Several virtualisation servers can be consolidated to form a so-called virtual infrastructure. In such a virtual infrastructure, the virtual IT systems can be distributed to the individual virtualisation servers as required. Furthermore, it is possible to migrate the virtual machines between the virtualisation servers. For some products, this may also be performed while the virtual IT system is being executed (examples: Microsoft Hyper-V Live Migration, VMware VMotion, XEN LiveMigration). Such a process, hereinafter referred to as Live Migration, is normally transparent for the virtual IT system, i.e. it does not notice the migration process. Many further functions of a virtual infrastructure build upon this migration technology. These include functions such as the dynamic assignment of processor and main memory resources. Here, the virtual IT system is always migrated to the virtualisation server that is able to optimally provide the required resources. This way, a virtual IT system is always provided with the best possible assignment of resources.

Furthermore, there are virtualisation products compensating the failure of a virtualisation server by automatically restarting the virtual IT systems also affected by the failure on another virtualisation server.

In order to implement the described technical possibilities, a communication network is required between the virtualisation servers involved in order to coordinate these functions (automatic restart, Live Migration). If failures occur in this network, the functions coordinated with the help of this network will fail as well.

A failure in the communication between virtualisation servers may cause a Live Migration to be cancelled. This could cause the failure of mechanisms for dynamic load balancing if a virtual machine is to be migrated to a different destination server due to a resource bottleneck As a consequence, the resource bottleneck on the source server that cannot be eliminated results in a limited availability of the non-migratable IT system.

In order to increase the availability of virtual IT systems, several virtualisation servers can be connected to form a cluster. The systems participating in such a server cluster require smooth communication amongst each other. The systems use this communication for mutual monitoring and for checking whether the virtual IT systems running on their partners are still available (Heartbeat), for example. If one of the partners in the cluster fails, the IT systems which also failed are restarted on a different virtualisation server, as far as possible.

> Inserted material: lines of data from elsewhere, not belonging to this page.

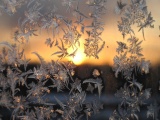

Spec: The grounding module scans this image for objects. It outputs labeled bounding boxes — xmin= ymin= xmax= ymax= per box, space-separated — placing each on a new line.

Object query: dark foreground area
xmin=0 ymin=63 xmax=160 ymax=120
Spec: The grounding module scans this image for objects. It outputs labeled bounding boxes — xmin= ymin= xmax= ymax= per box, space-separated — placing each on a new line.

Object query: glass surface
xmin=0 ymin=0 xmax=160 ymax=120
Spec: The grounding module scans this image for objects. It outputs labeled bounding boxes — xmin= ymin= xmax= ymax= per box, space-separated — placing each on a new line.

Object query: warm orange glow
xmin=0 ymin=0 xmax=160 ymax=66
xmin=67 ymin=38 xmax=86 ymax=65
xmin=70 ymin=49 xmax=85 ymax=65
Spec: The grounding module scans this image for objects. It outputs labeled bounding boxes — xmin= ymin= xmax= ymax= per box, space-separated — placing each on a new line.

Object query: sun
xmin=70 ymin=49 xmax=85 ymax=65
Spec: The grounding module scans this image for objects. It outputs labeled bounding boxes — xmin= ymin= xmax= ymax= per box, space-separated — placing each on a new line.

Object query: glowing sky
xmin=0 ymin=0 xmax=160 ymax=66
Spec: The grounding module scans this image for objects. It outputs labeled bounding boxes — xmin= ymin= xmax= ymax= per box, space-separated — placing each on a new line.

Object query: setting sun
xmin=70 ymin=49 xmax=85 ymax=65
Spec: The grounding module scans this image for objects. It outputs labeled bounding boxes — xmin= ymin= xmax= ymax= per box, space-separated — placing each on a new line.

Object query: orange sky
xmin=0 ymin=0 xmax=160 ymax=66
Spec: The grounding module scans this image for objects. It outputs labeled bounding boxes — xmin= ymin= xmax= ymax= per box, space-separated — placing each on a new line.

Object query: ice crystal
xmin=147 ymin=101 xmax=160 ymax=120
xmin=84 ymin=0 xmax=106 ymax=59
xmin=113 ymin=36 xmax=150 ymax=80
xmin=0 ymin=0 xmax=158 ymax=120
xmin=110 ymin=77 xmax=152 ymax=120
xmin=115 ymin=0 xmax=126 ymax=15
xmin=0 ymin=36 xmax=104 ymax=120
xmin=111 ymin=2 xmax=154 ymax=115
xmin=83 ymin=77 xmax=103 ymax=98
xmin=116 ymin=0 xmax=155 ymax=39
xmin=0 ymin=0 xmax=26 ymax=15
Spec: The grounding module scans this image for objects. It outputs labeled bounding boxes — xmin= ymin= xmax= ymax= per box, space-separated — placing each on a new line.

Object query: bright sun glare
xmin=71 ymin=49 xmax=85 ymax=65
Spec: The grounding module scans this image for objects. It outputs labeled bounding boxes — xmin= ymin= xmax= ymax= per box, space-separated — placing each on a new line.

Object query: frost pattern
xmin=0 ymin=0 xmax=159 ymax=120
xmin=110 ymin=0 xmax=157 ymax=119
xmin=113 ymin=0 xmax=154 ymax=80
xmin=0 ymin=41 xmax=103 ymax=119
xmin=109 ymin=77 xmax=152 ymax=120
xmin=113 ymin=36 xmax=150 ymax=80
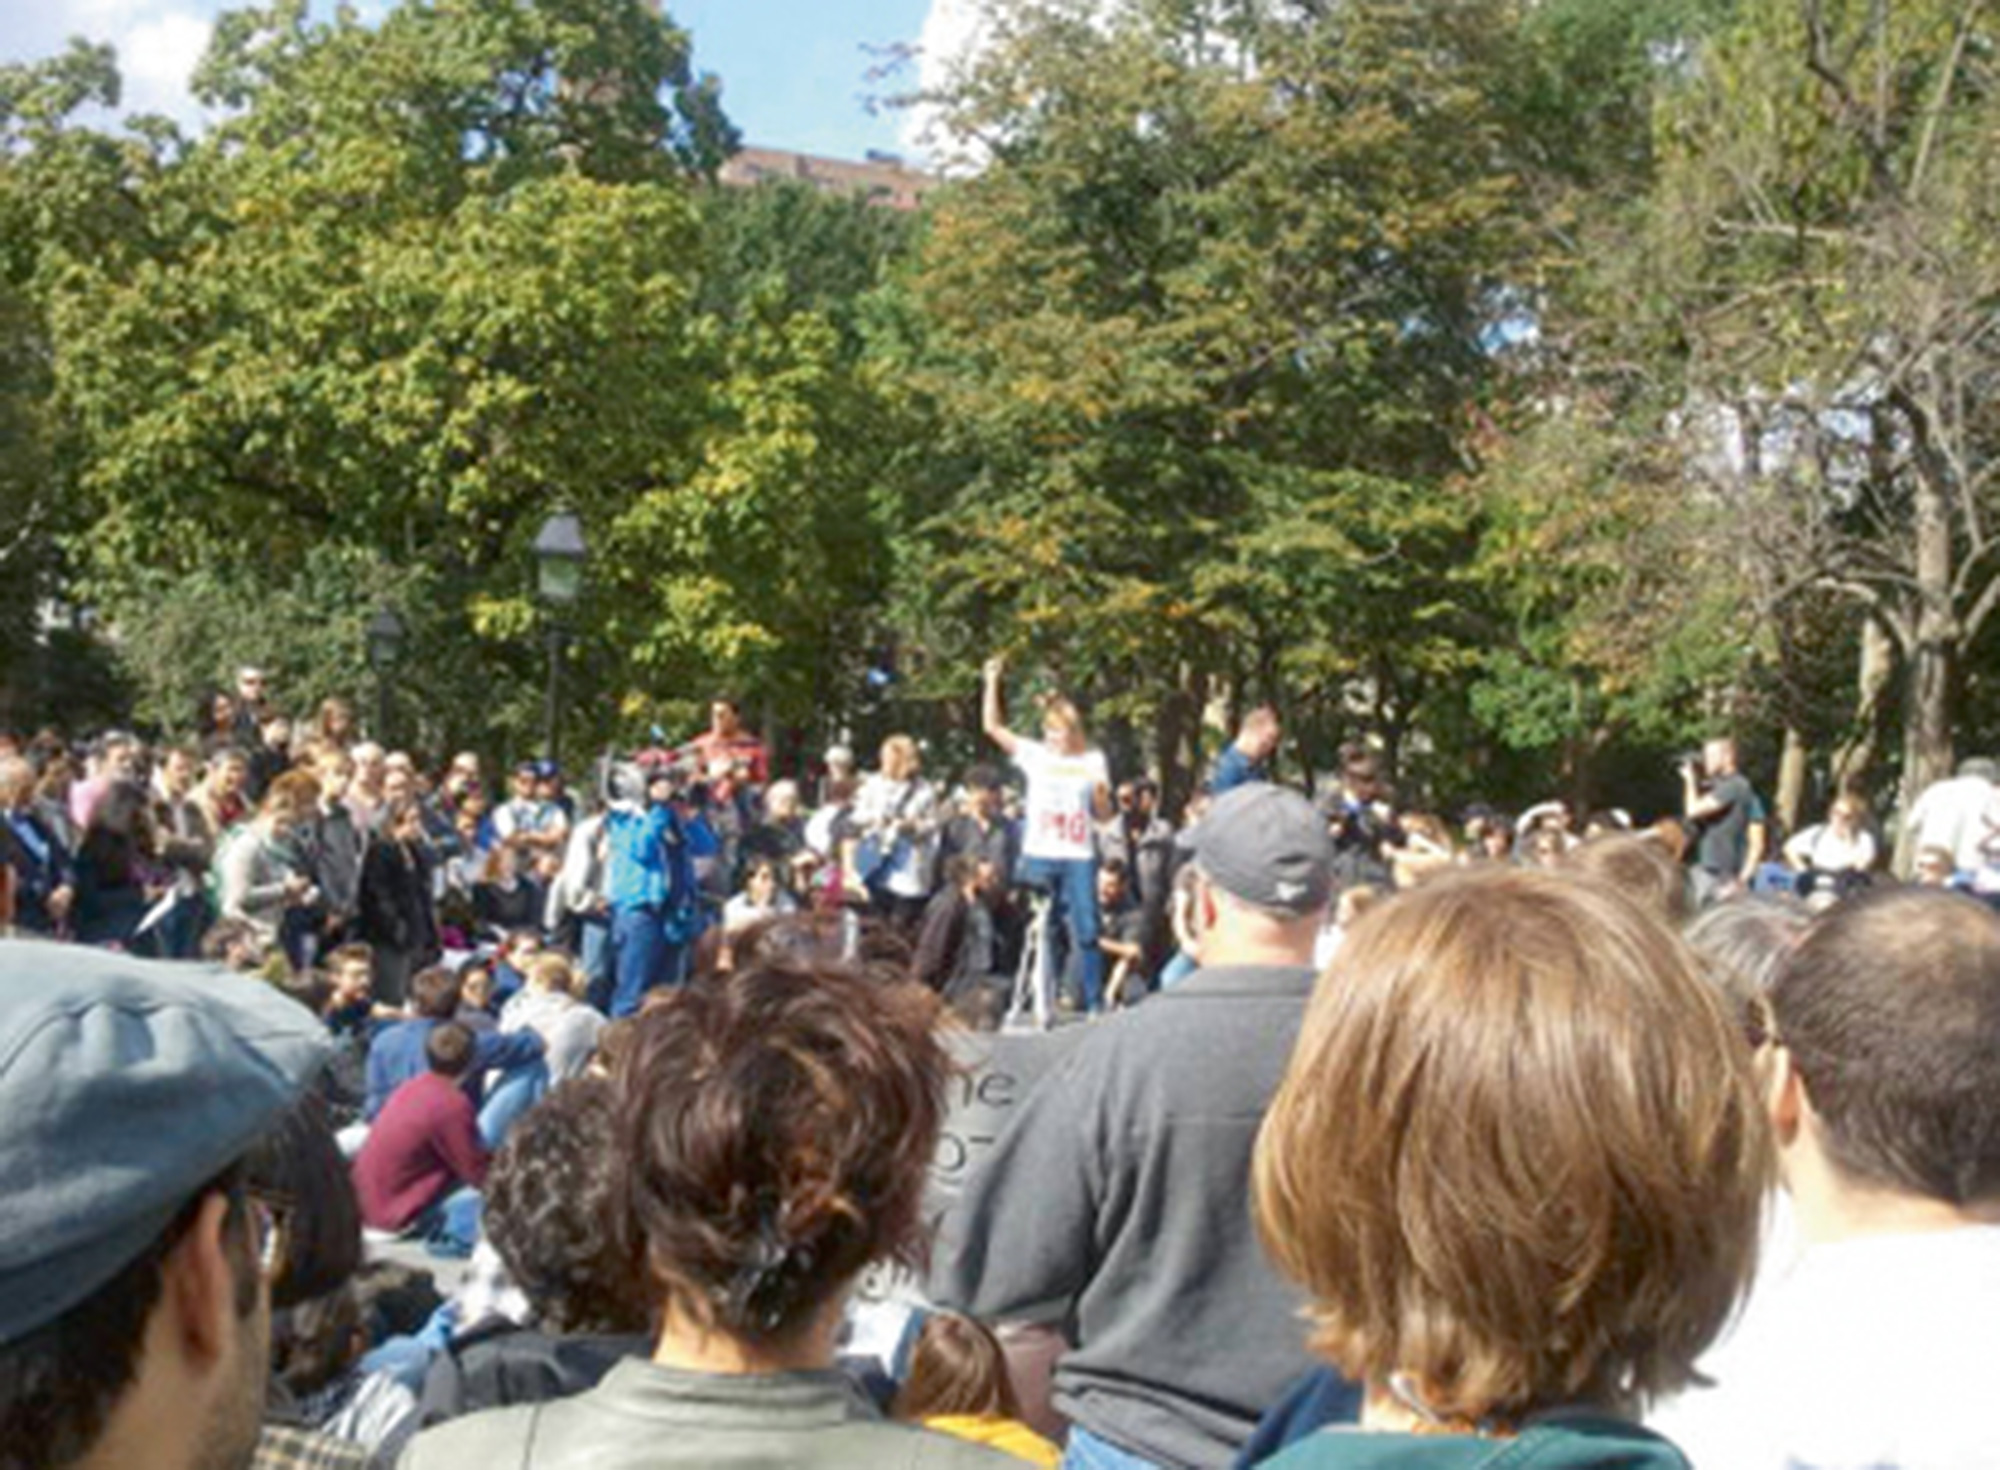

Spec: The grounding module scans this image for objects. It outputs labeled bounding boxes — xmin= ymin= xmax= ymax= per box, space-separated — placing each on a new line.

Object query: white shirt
xmin=1651 ymin=1226 xmax=2000 ymax=1469
xmin=852 ymin=774 xmax=940 ymax=898
xmin=1910 ymin=775 xmax=1996 ymax=872
xmin=1783 ymin=823 xmax=1876 ymax=873
xmin=1013 ymin=738 xmax=1110 ymax=862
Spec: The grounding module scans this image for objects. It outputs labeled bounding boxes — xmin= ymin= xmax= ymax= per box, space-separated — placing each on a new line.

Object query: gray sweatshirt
xmin=929 ymin=964 xmax=1320 ymax=1470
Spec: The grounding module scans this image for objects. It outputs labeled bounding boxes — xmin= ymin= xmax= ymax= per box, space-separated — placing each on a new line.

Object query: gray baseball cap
xmin=1179 ymin=782 xmax=1335 ymax=917
xmin=0 ymin=942 xmax=329 ymax=1343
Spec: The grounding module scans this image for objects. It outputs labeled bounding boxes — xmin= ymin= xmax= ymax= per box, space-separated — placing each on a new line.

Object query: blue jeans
xmin=579 ymin=912 xmax=614 ymax=1011
xmin=1157 ymin=949 xmax=1198 ymax=990
xmin=611 ymin=905 xmax=685 ymax=1018
xmin=478 ymin=1058 xmax=548 ymax=1151
xmin=1062 ymin=1427 xmax=1165 ymax=1470
xmin=415 ymin=1185 xmax=482 ymax=1259
xmin=1022 ymin=855 xmax=1103 ymax=1012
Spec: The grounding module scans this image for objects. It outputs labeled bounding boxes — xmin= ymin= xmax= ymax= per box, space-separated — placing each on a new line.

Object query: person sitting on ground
xmin=473 ymin=844 xmax=545 ymax=945
xmin=894 ymin=1311 xmax=1060 ymax=1467
xmin=270 ymin=1283 xmax=420 ymax=1464
xmin=363 ymin=966 xmax=545 ymax=1149
xmin=352 ymin=1022 xmax=489 ymax=1258
xmin=487 ymin=928 xmax=543 ymax=1010
xmin=498 ymin=951 xmax=606 ymax=1082
xmin=1650 ymin=887 xmax=2000 ymax=1469
xmin=453 ymin=958 xmax=499 ymax=1036
xmin=1096 ymin=857 xmax=1149 ymax=1004
xmin=913 ymin=853 xmax=1007 ymax=1005
xmin=722 ymin=855 xmax=799 ymax=934
xmin=1780 ymin=792 xmax=1876 ymax=903
xmin=403 ymin=944 xmax=1011 ymax=1470
xmin=1250 ymin=866 xmax=1768 ymax=1469
xmin=416 ymin=1078 xmax=653 ymax=1428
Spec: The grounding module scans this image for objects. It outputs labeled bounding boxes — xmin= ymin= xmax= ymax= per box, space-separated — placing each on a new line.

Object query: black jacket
xmin=357 ymin=839 xmax=436 ymax=956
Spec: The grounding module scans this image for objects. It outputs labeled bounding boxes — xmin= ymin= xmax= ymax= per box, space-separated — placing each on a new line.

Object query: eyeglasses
xmin=245 ymin=1194 xmax=287 ymax=1278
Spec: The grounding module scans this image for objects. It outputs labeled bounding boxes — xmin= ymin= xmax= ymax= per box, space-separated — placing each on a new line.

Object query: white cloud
xmin=899 ymin=0 xmax=990 ymax=165
xmin=118 ymin=8 xmax=213 ymax=125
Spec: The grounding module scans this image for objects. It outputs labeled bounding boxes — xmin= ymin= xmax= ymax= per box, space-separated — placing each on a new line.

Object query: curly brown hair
xmin=486 ymin=1079 xmax=650 ymax=1336
xmin=617 ymin=948 xmax=953 ymax=1346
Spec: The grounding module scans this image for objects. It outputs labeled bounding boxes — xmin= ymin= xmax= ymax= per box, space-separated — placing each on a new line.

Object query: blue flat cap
xmin=0 ymin=942 xmax=329 ymax=1343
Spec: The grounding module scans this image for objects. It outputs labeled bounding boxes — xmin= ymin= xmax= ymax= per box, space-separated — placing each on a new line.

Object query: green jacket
xmin=1258 ymin=1418 xmax=1689 ymax=1470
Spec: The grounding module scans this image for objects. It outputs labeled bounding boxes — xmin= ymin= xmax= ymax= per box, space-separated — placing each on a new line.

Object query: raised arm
xmin=982 ymin=656 xmax=1020 ymax=757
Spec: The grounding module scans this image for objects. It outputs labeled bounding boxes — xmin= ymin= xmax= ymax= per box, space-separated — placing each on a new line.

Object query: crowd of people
xmin=5 ymin=657 xmax=2000 ymax=1470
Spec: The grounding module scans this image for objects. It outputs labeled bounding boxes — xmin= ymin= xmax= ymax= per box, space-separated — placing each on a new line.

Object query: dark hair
xmin=617 ymin=954 xmax=954 ymax=1346
xmin=486 ymin=1080 xmax=650 ymax=1336
xmin=0 ymin=1163 xmax=258 ymax=1470
xmin=1771 ymin=887 xmax=2000 ymax=1205
xmin=242 ymin=1094 xmax=362 ymax=1310
xmin=893 ymin=1311 xmax=1022 ymax=1421
xmin=271 ymin=1286 xmax=362 ymax=1398
xmin=79 ymin=781 xmax=156 ymax=888
xmin=1565 ymin=836 xmax=1690 ymax=927
xmin=412 ymin=966 xmax=463 ymax=1020
xmin=426 ymin=1022 xmax=476 ymax=1077
xmin=963 ymin=764 xmax=1003 ymax=793
xmin=1100 ymin=857 xmax=1129 ymax=884
xmin=199 ymin=917 xmax=268 ymax=970
xmin=943 ymin=853 xmax=983 ymax=889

If the communication network of the cluster fails, for example, due to a hardware error on a switch, the failure compensation function of the cluster is out of order. The virtual IT systems on the virtualisation servers, which are also members of the cluster, may also be endangered regarding their availability.

For the rest, the communication network between the systems participating in the high-availability cluster assumes additional important functions along with the functions mentioned above: If the communication between several systems of a cluster fails simultaneously, every system must be able to decide whether it or the other systems are affected by the failure (isolation problem). If two or more virtualisation servers participating in a high-availability cluster started a virtual IT system separately several times, the data representing this virtual system could be damaged. This may render the virtual IT system useless. There may also be failures if one and the same IT system exists several times in the network (e.g. by duplicate IP or MAC addresses).

Connection of storage networks

Virtual IT systems are normally represented physically by a host of files. Along with the configuration of the virtual IT system, these files also contain the containers for virtual hard disks, for example. If snapshots of the virtual IT systems are created in any, even running operating condition, the virtualisation server also stores the data thus produced in files. These files may either be stored to the virtualisation server itself or in the related central storage network.

Virtual server environments consisting of several virtualisation servers are often connected to central storage networks so that access to the files representing the virtual IT systems is possible from several locations. If the connection to these storage resources is interrupted, this effects the virtual IT systems as if the hard disk was removed from a physical server during live operations. Since frequently more than one virtual IT system is stored to storage resources in a storage network, the operational reliability of many virtual IT systems is endangered in the event of a failure. A failure may cause file system inconsistencies in the virtual IT systems and virtualisation servers affected by the failure that may require comprehensive recovery measures.